The European Commission is on the offensive: Promoting the “European project”, fending off the enemies of European values, asserting the power of the European Union on the global stage! At long last our European leaders are speaking out, taking central stage. People of Europe unite! According to the President of the European Commission, the EU is threatened by the villainous reactionary film directors, scriptwriters, musicians and composers or film producers, record labels who oppose the formidable free trade negotiations between the EU and the USA that will bring 100 billion Euros in benefits, save us from massive unemployment, and increase our GDP by 0.5%. All this within reach of 2 years’ negotiations!

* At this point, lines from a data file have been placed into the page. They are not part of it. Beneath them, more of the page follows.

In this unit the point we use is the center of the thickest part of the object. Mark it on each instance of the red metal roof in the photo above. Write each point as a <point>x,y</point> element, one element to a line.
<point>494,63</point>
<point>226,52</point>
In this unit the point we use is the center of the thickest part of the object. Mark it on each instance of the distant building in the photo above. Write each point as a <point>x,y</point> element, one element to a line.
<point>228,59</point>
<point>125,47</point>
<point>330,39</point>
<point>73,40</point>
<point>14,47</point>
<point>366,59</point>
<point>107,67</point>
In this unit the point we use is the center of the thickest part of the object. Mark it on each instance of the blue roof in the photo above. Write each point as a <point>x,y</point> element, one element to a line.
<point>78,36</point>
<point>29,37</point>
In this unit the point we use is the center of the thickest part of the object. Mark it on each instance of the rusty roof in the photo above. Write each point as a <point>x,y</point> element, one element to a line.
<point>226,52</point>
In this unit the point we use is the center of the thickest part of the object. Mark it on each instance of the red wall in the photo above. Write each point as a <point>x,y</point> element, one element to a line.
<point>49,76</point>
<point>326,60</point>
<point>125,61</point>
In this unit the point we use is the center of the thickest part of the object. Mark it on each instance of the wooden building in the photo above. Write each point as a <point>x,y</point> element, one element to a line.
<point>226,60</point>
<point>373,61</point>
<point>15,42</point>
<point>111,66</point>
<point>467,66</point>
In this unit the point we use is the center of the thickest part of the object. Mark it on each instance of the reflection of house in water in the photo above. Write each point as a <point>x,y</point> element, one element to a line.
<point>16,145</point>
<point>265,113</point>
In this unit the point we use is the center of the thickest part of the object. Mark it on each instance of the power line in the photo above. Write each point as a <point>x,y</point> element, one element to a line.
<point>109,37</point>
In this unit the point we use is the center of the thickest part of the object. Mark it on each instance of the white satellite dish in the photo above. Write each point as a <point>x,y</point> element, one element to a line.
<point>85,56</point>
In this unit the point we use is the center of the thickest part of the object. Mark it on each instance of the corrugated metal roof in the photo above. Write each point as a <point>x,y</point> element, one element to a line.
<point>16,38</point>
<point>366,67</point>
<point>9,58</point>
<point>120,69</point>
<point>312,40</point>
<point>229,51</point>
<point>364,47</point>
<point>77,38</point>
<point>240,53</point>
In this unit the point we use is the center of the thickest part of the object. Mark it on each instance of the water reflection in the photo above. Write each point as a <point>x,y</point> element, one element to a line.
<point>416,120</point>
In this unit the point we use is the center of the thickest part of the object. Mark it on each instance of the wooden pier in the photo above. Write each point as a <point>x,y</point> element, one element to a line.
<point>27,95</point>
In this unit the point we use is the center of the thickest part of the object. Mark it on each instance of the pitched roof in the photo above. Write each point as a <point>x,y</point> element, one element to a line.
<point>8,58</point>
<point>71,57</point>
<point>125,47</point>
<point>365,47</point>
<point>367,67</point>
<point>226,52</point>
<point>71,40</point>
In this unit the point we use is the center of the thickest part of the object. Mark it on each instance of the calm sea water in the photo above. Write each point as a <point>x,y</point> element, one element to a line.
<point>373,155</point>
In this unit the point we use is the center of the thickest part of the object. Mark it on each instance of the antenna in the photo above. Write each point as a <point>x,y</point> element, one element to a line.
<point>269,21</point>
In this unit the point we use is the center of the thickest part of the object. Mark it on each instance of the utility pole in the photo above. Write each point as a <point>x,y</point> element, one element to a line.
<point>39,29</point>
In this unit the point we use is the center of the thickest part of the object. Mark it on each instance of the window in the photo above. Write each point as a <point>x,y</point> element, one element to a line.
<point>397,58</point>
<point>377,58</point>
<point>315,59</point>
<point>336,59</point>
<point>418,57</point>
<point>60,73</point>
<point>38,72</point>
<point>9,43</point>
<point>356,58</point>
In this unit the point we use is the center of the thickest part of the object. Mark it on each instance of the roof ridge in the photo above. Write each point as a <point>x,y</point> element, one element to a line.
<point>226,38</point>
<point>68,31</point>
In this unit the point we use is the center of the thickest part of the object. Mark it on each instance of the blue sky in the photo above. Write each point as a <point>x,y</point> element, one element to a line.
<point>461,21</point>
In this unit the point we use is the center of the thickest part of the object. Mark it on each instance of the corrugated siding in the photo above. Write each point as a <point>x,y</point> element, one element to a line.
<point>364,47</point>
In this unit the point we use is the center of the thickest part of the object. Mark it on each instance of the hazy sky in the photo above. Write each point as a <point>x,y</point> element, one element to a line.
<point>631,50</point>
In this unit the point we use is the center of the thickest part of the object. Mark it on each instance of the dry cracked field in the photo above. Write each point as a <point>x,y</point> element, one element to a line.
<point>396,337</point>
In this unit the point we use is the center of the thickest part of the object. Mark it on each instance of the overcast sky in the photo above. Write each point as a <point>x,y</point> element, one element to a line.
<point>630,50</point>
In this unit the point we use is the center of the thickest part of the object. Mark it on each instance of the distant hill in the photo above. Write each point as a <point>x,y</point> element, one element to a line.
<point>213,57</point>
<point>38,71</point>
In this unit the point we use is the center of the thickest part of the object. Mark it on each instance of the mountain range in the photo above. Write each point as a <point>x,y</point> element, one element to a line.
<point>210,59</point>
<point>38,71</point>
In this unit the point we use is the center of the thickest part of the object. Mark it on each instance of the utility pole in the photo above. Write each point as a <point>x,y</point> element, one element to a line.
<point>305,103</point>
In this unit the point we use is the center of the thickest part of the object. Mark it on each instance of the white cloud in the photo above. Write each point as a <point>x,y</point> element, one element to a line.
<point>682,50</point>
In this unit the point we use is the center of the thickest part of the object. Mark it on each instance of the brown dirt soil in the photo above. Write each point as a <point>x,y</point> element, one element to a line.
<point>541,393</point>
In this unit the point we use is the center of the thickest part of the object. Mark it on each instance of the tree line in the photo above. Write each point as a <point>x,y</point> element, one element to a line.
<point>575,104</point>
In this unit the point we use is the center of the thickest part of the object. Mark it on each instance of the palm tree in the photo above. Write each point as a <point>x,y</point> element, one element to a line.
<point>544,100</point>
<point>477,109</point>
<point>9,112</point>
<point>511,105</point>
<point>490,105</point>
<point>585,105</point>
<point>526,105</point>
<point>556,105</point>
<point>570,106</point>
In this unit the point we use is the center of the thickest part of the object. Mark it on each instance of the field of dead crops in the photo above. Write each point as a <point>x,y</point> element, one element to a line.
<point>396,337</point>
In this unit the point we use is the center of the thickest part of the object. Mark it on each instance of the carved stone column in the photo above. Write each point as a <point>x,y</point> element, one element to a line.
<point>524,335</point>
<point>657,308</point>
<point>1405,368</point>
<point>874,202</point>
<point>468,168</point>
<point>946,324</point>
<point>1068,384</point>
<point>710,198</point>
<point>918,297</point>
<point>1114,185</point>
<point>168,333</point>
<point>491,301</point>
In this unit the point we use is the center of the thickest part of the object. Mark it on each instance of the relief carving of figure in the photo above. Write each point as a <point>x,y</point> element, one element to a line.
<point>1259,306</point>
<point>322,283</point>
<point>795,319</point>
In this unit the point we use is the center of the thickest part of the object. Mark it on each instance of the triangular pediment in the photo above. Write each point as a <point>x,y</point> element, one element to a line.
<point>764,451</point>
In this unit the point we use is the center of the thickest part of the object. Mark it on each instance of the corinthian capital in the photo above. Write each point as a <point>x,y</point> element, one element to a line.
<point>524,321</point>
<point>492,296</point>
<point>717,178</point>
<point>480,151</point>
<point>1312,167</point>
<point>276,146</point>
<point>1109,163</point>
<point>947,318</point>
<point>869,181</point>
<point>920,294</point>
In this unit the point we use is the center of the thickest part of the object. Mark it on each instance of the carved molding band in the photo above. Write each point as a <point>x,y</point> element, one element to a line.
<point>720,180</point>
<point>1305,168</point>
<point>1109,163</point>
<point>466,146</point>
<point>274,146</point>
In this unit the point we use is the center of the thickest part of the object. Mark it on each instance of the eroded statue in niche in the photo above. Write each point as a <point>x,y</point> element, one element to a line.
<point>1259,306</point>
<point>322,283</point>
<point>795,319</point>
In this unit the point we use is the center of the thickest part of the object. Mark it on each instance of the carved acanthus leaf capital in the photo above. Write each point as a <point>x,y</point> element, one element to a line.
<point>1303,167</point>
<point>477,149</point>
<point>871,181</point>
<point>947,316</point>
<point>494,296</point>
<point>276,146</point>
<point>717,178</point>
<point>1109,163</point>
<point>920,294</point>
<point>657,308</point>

The exclusion of audiovisual services from the formidable economic boost that the FTA is purported to represent is threatening this extraordinary bonanza. How selfish can the culture operators be!
The dismantling of Europe’s culture industries and policies is accelerating. The dauntless European Commission is calling into question state aid on cinema (worth 2 billion Euros/year), private copying remuneration (worth 600 million Euros) and territorial licensing (worth the business model of the entire audiovisual value chain) .

The EC bureaucracy continues to evolve in a Europe that does not exist: a Europe with one culture and one language. It ignores the constraint of a cultural market that is not a single market but an assembly of markets, expression of Europe’s diverse languages and cultures.

Not one European media group can measure with the might of US based audiovisual service companies whose marketing and distribution strength dwarf any attempt to introduce competition. Our cultural industries are being kept alive by a drip. It is to be regretted but these are the realities of the market today. They are fighting against an industry whose market is the world and who makes the most of cumulating state support mechanisms throughout the world (in the USA, Canada, South America or Europe) and who can count on the unassailable and unconditional support of the US administration, congress and White House whether at home or to conquer new markets.

Who will defend the interests of the European cultural industries? Does the trade Commissioner know that the market share of European cultural products and services in the USA is less than 5%? How does he intend to tackle the structural barriers that prevent European films or music from reaching the largest market in the world? Has he got a strategy? The truth is that the only strategy is to trade audiovisual for another industry as part of the grand bargaining. Contrary to other industries it is not only sacrificing jobs and indeed an entire industry on the altar of liberal ideology; it is about putting at risk what makes Europe so distinctive and so rich, not only economically but more importantly culturally and socially.

From a liberal policy point of view Europe is not suffering from any competitive disadvantage in creativity, on the contrary. Europe, because of its market structure and operators focused on their local language market has little to gain from international trade liberalization. The large majority of ministers of Culture in the EU recognise this because they know the realities of our cultural and creative enterprise.

The EU is already the most open market for cultural goods and services in the world, an openness that nourishes talents across the continent and beyond. Europe is the birth place of book publishing, recorded music, opera, theatre, pop music, literature, great architecture, fashion and design. Because of its education system and its formidable cultural resources, it is the most creative place on earth.

Europe’s cultural industries and citizens deserve a better European Commission, aware of its facts and its mission. What is the aim of a European institution that sacrifices its cultural resources and speaks out against artists and creators?